Bus from Varanasi to Kathmandu: Nepal was my next destination after Varanasi, so I took a bus from there to Kathmandu. It left at night and got there the next afternoon — about 21 hours total. Non-AC buses are daily, I think, and AC buses about twice a week.

You can buy tickets from the bus station (down and across the street from the train station), online, or from a vendor. I at first bought mine through my hotel for a small markup. On my first attempt, I got to the station only to find that the bus had been cancelled due to “mechanical problems,” which they assured me would be resolved by the next day. I had to buy a new ticket and get a refund from my hotel, since they couldn’t just roll over the existing one. Leave an extra day for stuff like this if your schedule isn’t flexible.

The bus wasn’t a sleeper, but was reasonably comfy. It didn’t have a bathroom, but made enough stops. (Pet peeve: some of the stops are inevitably side-of-the-road stops, which are a bit more appropriate for men than women.) Random note: There are a lot of wasps about, especially going through the terai. I had to kill one that was buzzing angrily around my window with my iPad. I felt terrible about it for the whole trip.

The border crossing was relatively easy. You have to get off to stamp out of India, where they will tell you it’s not legal to take Indian currency into Nepal, so you need to exchange it with their friend across the street at conveniently exorbitant rates. This is probably true, but no one is counting your cash. I fell for this, but in retrospect would have hung on for a better rate in Kathmandu.

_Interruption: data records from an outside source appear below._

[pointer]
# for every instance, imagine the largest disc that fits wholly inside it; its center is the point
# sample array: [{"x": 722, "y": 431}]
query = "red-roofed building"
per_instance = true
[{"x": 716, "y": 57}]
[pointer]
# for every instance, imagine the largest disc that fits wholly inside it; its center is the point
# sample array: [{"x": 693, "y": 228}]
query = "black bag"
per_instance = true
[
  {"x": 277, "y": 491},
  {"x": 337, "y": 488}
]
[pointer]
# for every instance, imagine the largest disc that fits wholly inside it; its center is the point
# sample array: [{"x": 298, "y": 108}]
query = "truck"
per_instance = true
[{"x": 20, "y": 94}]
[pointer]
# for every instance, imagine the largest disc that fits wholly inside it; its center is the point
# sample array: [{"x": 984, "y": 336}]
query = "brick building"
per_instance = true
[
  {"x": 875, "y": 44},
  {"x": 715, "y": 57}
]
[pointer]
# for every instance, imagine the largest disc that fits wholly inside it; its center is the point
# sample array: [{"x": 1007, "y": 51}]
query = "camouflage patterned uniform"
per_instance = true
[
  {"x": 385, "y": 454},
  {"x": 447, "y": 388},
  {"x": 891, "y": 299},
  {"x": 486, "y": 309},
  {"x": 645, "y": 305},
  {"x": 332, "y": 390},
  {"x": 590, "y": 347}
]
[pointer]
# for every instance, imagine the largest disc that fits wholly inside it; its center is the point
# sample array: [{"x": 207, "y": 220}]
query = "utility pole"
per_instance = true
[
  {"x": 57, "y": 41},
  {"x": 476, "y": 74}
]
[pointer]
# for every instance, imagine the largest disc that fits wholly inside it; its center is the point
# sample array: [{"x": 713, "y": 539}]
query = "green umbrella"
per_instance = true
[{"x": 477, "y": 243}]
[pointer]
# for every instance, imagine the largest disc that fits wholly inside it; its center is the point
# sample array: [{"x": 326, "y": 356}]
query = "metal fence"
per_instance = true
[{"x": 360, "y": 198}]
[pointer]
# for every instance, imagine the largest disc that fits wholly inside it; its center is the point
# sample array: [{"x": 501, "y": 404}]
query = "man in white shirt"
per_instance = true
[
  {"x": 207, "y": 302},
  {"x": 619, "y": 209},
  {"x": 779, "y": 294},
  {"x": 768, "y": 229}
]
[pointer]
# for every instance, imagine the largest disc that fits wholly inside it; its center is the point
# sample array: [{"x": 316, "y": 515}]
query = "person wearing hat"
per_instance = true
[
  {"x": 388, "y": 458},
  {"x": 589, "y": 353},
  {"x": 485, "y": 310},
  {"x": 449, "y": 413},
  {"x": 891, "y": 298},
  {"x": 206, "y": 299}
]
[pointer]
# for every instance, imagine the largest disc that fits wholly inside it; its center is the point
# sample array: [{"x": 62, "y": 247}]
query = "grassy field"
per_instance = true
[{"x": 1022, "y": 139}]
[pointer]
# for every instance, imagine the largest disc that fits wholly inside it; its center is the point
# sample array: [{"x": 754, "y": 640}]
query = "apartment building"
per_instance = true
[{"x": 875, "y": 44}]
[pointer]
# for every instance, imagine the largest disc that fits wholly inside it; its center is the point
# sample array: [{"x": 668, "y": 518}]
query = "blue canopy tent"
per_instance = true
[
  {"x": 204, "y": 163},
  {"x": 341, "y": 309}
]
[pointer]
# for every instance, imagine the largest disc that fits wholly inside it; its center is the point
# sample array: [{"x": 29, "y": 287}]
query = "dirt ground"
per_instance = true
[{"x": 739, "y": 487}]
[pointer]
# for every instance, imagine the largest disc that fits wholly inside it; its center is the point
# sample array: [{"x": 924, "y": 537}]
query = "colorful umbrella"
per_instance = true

EDIT: Evidently it’s not legal to carry Indian notes over 500RS in Nepal…so, yeah, those you should exchange.

You can get your Nepal visa on arrival, but make sure to have crisp, clean USD! A Danish couple that crossed with me were almost SOL when they rejected a $20 with a tiny pen mark on it. (They were able to borrow from another guy with us, thankfully.)

As always, don’t take any of this advice without also reading up on the Man in Seat 61 blog.